Pambula artist Stan Squire has been announced as one of 38 finalists in the 2020 Megalo International Print Prize, an achievement which must be seen in the context of the Canberra prize attracting 359 entries this year from 229 artists across 32 countries.
“I try to enter one art prize a year,” Stan says. “Just working on one prize entry can be a full-time job so I need to balance it out between my commissions and supplying work to my gallery in Pambula as well.”
With each artwork taking up to a year, from conception through to seeing a final print on the wall in a frame, Stan is a busy guy.
Bega Valley Regional Gallery director Iain Dawson says “it’s incredible to have an artist of Stan’s calibre in the Bega Valley and we need to acknowledge and support these career artists in our community.”
Stan’s work can be seen on the big water tank coming into Merimbula and he has been a finalist in the Shirley Hannon portrait award, run through the Bega Valley Regional Gallery.
“I have a strong connection to the Far South Coast, my family is from here, I grew up here and I’m raising my own kids here,” Stan muses. “Inspiration comes through my daily routines, I’m in the natural landscape every day and it’s a huge part of my life.”
While he’s always been interested in creative pursuits, Stan says he didn’t really come to art full time until he was in his thirties.
“I was always interested in drawing growing up,” he explains. “I did as much as I could through high school and for the HSC and then went on to study design at the University of Western Sydney, maintaining my practice through my twenties.”
While Stan started out exhibiting his work at pop-up spaces around Sydney, he’s now got a decade of exhibitions up and down the east coast under his belt.
With his drawing becoming increasingly more detailed and time-consuming, a school friend’s suggestion that he try lino printing was a natural progression in Stan’s style.
“I was spending months on each painting or drawing, and block printing was a technique I found easy and enjoyable. Lino also lets me produce editions of work that suit the price point of my collectors and gets more work onto peoples walls.”
“Stan has taken to lino-print making like a duck to water, he does incredibly fine and detailed works,” Iain comments.
The print which Stan has been listed as a finalist for draws on Indigenous history and land ownership.

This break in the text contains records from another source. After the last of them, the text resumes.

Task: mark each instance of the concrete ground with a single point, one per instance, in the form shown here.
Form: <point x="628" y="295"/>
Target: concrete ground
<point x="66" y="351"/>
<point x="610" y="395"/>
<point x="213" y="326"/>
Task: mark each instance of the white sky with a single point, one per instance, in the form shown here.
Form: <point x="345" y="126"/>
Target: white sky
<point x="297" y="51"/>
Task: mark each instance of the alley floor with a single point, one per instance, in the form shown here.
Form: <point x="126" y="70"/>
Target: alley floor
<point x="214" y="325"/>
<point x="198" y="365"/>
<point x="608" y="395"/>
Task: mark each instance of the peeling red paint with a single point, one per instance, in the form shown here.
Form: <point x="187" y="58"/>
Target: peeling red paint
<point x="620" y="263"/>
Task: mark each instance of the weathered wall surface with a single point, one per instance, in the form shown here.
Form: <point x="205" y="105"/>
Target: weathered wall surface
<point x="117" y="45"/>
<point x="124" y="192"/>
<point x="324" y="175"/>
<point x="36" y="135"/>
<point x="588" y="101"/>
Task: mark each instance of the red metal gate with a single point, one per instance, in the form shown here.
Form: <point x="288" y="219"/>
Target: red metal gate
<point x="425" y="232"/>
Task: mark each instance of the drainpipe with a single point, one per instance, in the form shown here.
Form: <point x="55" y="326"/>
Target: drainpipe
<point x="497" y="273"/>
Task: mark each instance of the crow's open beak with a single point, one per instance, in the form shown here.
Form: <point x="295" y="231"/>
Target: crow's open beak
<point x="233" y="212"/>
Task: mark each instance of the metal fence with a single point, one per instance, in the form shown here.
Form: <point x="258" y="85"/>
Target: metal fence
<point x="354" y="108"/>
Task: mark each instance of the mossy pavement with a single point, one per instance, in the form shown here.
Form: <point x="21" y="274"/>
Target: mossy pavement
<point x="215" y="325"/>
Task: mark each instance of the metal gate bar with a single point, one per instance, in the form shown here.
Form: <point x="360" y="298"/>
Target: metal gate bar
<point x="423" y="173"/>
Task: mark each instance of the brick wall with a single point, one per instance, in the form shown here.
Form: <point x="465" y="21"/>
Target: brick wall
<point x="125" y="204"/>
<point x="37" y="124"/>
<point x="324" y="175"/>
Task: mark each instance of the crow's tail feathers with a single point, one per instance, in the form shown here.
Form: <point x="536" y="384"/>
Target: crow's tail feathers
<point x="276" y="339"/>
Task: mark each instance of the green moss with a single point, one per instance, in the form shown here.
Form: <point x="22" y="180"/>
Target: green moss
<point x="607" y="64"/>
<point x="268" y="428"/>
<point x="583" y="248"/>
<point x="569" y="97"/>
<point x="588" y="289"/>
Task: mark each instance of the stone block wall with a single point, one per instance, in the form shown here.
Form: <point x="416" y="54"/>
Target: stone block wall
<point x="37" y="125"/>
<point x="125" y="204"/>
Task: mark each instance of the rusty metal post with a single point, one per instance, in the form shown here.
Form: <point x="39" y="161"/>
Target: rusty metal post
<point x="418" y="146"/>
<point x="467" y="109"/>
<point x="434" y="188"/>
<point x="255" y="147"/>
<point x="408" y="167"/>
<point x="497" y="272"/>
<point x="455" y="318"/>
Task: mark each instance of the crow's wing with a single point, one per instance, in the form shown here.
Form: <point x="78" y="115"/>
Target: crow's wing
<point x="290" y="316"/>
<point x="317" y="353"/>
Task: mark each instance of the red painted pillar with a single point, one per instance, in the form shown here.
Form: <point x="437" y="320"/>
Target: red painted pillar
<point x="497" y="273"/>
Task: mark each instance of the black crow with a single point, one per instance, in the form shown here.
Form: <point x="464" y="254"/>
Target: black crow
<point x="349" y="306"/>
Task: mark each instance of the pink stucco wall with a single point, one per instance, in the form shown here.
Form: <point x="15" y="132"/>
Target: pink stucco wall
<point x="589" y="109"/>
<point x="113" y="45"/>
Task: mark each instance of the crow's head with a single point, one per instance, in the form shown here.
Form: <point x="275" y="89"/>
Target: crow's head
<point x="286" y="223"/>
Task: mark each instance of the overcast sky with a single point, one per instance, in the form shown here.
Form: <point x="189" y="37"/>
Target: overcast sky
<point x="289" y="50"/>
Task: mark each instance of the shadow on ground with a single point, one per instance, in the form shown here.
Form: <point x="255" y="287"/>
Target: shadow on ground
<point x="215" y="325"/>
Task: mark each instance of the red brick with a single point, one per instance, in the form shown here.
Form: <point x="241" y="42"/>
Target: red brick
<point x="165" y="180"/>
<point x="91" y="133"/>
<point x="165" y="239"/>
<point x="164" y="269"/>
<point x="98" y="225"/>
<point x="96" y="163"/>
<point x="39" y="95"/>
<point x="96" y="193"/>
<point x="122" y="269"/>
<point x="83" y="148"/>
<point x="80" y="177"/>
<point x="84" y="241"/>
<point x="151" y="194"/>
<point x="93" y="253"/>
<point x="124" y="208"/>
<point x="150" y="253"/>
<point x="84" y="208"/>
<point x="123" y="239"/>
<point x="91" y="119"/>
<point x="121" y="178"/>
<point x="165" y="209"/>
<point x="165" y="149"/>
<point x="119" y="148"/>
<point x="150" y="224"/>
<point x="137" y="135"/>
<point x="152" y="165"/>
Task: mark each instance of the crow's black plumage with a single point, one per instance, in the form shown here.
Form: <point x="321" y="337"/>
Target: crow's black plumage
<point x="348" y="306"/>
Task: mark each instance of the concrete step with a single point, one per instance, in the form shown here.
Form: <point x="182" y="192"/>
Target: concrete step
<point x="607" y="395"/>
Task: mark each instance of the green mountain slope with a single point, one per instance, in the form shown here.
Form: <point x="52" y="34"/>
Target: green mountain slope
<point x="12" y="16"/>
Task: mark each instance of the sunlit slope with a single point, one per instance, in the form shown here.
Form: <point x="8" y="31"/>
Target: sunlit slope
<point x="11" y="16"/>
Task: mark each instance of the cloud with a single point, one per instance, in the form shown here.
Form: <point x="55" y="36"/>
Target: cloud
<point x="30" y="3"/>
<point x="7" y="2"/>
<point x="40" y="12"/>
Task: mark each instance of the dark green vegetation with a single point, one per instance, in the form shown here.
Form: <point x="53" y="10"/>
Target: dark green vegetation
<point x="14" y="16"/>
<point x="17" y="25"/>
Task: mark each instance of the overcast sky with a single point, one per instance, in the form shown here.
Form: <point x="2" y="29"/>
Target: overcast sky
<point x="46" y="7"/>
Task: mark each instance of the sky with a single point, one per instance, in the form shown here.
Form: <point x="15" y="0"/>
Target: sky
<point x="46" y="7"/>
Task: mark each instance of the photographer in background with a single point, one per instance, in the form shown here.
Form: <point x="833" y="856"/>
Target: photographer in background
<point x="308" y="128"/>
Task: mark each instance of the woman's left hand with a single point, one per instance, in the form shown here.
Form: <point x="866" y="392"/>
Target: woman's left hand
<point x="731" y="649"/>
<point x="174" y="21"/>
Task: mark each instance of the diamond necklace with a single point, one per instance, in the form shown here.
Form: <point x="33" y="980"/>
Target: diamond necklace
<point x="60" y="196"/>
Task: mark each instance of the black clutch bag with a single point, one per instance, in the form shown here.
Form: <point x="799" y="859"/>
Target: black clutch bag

“The more time I spend in the local bush, surfing mostly, I’m more in awe of the First Nations culture and how, for the most part, we’re lucky enough to be in an environment that’s remarkably similar to how it’s been here for millennia. This work is my acknowledgement of Aboriginal history and that this land was never ceded. We are still on Aboriginal land,” Stan says.
Stan is chuffed at being shortlisted for the Megalo Prize.
“Megalo is a really cool working studio gallery in Canberra that I would encourage anyone interested in printmaking to visit,” he says. “It’s a huge compliment to have your work chosen to exhibit from an international entry pool and is certainly an inspiration to keep producing my best possible work.”